This powerful research is proof that with the right support sex workers can conduct their own research and policy advocacy on topics that reflect their priorities. Se also Empowers video, Last Rescue in Siam.
‘Soon after we decided to do our research on anti trafficking in Thailand Empower was introduced to a human rights impact assessment tool that was developed in 2010 by the Netherlands human rights institution, Aim for Human Rights and the European anti-trafficking network La Strada International. The tool – The RighT Guide – provided us with an internationally recognized instrument to help us measure the human rights impact of anti-trafficking policy and practice.

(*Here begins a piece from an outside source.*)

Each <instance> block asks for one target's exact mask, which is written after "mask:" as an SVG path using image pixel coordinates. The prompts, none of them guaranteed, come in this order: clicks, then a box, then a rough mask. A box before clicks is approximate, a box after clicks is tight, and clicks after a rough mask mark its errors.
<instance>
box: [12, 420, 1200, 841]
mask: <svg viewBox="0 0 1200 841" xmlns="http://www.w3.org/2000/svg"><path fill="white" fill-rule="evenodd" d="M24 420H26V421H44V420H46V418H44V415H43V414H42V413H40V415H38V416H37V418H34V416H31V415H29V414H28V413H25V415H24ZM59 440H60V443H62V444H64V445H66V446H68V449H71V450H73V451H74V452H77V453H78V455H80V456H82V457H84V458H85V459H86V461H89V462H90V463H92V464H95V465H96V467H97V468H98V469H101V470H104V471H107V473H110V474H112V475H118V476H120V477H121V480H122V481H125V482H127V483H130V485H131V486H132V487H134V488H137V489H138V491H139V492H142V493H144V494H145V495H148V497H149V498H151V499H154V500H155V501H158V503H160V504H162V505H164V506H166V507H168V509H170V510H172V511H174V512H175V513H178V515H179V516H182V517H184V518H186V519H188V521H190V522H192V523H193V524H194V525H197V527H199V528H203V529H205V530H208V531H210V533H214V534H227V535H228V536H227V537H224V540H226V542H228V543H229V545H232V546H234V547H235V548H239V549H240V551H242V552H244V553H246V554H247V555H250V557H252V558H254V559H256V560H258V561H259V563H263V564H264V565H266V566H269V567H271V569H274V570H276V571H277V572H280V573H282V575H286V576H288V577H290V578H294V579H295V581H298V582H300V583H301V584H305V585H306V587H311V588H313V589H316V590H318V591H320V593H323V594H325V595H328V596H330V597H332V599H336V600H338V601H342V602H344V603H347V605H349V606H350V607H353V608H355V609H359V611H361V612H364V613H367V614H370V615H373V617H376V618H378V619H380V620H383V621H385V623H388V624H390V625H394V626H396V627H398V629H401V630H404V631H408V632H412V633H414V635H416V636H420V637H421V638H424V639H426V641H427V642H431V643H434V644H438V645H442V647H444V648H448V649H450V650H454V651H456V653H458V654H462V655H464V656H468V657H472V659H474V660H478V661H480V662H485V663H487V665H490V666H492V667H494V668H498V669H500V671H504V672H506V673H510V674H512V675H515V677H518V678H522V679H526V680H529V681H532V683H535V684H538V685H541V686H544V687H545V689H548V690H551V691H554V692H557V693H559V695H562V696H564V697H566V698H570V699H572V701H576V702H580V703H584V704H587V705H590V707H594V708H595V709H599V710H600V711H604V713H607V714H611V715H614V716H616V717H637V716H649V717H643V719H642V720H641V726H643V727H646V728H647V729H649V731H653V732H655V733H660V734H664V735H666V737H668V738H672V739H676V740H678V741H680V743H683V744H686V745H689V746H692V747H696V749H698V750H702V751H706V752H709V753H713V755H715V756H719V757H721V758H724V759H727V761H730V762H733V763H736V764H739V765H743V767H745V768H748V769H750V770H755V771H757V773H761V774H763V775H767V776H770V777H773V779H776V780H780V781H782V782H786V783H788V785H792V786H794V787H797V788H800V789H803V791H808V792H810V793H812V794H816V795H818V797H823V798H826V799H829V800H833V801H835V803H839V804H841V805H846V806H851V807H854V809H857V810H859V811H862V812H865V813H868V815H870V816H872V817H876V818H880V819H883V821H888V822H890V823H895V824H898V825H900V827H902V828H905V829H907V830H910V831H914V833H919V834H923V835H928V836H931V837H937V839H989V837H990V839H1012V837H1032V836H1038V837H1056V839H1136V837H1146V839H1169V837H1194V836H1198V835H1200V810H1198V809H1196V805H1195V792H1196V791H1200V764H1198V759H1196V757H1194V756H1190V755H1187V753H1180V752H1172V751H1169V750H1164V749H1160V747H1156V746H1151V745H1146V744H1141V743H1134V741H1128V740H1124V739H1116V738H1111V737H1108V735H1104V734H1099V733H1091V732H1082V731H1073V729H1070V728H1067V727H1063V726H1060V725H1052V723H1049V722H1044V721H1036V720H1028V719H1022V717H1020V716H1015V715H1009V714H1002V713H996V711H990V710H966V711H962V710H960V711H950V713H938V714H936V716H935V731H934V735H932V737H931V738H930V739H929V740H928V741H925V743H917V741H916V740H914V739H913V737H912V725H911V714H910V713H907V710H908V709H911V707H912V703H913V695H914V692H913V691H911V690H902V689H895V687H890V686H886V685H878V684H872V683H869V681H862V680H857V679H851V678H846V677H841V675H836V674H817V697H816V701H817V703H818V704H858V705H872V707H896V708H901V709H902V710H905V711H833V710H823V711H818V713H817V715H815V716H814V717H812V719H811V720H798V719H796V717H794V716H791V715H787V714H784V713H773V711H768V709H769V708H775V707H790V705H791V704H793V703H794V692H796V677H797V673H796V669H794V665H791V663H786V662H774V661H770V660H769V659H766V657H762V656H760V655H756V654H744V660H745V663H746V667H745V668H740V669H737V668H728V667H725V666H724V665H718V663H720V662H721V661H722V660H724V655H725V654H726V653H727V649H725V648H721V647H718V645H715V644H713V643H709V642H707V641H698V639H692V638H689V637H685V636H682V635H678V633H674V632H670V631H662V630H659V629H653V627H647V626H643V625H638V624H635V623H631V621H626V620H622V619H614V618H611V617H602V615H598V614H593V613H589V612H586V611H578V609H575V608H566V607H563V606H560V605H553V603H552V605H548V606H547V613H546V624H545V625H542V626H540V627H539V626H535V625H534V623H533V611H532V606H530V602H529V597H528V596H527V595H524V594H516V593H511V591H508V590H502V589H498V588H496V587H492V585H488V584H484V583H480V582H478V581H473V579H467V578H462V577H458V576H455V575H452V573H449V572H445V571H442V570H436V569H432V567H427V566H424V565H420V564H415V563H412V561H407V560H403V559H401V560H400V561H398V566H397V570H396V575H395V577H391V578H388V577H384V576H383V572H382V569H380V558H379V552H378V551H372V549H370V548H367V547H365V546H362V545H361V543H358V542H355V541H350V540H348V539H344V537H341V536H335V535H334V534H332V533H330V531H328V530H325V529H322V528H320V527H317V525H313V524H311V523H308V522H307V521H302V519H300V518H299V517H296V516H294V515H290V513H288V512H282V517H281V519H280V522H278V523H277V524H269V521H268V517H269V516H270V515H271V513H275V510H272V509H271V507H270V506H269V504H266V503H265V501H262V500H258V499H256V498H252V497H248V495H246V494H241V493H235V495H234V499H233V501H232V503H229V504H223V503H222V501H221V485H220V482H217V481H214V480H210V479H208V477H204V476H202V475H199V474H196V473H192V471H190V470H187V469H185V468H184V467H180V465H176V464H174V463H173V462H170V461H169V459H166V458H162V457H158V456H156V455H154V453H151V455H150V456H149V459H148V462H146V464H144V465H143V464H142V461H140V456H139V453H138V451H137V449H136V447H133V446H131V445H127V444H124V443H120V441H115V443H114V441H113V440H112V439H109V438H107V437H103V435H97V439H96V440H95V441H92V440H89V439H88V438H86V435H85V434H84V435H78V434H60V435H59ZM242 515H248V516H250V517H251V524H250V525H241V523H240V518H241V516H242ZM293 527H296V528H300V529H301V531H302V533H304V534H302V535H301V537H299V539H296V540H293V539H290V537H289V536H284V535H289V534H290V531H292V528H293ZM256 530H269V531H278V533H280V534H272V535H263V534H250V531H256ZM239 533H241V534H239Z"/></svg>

Initially we imagined a small team of three or four women would make up the research team, undertaking interviews etc. working under the project name RATS-W. We thought the team would be comprised of two sex worker leaders, a legal advisor and someone with experience in research and documentation. However when we introduced the research idea at a project design and planning meeting of 90 sex workers held in Empower Nontaburi, it quickly became apparent that many more sex workers wanted to be directly involved. By the end of the research 206 Thai and migrant sex workers had become part of the RATS-W project; leading the research consultations, interviewing, giving expert testimony, investigating and undertaking the analysis and preliminary documentation. The 206 sex workers who worked on the project can be divided into 170 research partners; 36 research leaders coordinated by a research working team of four…. Our research partners in each centre had a wide range of relevant experiences. This included women who had been ‘rescued’ by mistake and detained for up to two years; women arrested and deported as a result of anti-trafficking raids; women who were currently in situations that fit the legal definition of human trafficking, if not the spirit; women who had been reluctant witnesses in trafficking court cases and women who really had been trafficked in the past…. A total of 30 women working in the sex industry were apprehended in these raids and faced the usual array of abuses and miscarriages of justice. Our research team and sex worker leaders from the areas involved documented the lived experience and impact on human rights of those who were involved in the raids and rescue. This process also included advocating for the rights of those apprehended as well as maintaining contact with the anti-trafficking NGO involved along with police, shelter staff and court officials. Empower also recorded the impact on families and supported them in their efforts to contact the women. The findings and evidence collected during this process have become a core part of our research.”